World of Chig   

20.5.03
News from rehearsals

I live in fear that any of the songs I really like this year are going to be ruined by distracting on-stage antics, and now it looks like two good songs might be going that way. I'm watching Romania's rehearsal right now on the giant screen (from the Media Centre), and it doesn't look like I imagined it would. There are dancers in brightly coloured costumes (possibly relating to the Romanian flag - there's reflection on the screen, so I can't see properly) holding coloured discs as they cavort around. It's lost on me. Marcus and Russell have just told me it involves the male and female dancers stripping off, five times for the woman, but revealing other costumes underneath 'Something spangly', said Russell. Oh dear, are they trying to imitate last year's Latvian winner, by any chance? The song's good enough to stand up on its own. Stop messing about.

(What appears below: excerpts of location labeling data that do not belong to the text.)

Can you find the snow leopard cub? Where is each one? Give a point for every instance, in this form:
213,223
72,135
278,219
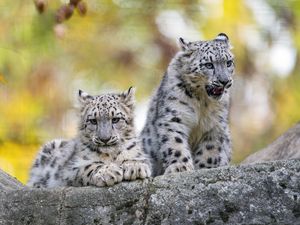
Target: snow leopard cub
104,152
187,124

More worryingly, my second fave song, Ukraine, had a rehearsal this morning on which people have reported back very favourably. (I was in the UK's press conference, so didn't see it. I may be industrious, but being in two places at once I haven't yet mastered.) However, the act wasn't complete, for there is going to be a snake woman involved. Once again, the song is brilliant, and stands a chance of winning. Olexandr's voice, as demonstrated again when he sang a Ukranian song in today's conference, is absolutely stunning. (You can tell that from the operatic intro to Hasta La Vista anyway.) We really don't need snakes. Why do these countries take something good and then think that they have to throw the kitchen sink at it? Oh, Latvia last year. There's your answer again. On a more serious note, if it really is a live snake, you'll be likely to find me with a placard protesting in the hall. I think using animals in live stage acts is unneccessary and cruel. I remember how sickening it was seeing Britney Spears at one of the music awards shows with a snack round her neck and tigers caged behind her. On stage, bright lights and pyrotechnic explosions. I just wanted the snake to strangle Britney and for someone to set the tigers free. There's no need to subject them to that. Rant over. Those lovely Swedes and their bland Europop offering are on now. I met Magnus last night at the official Latvian reception, and he was utterly charming.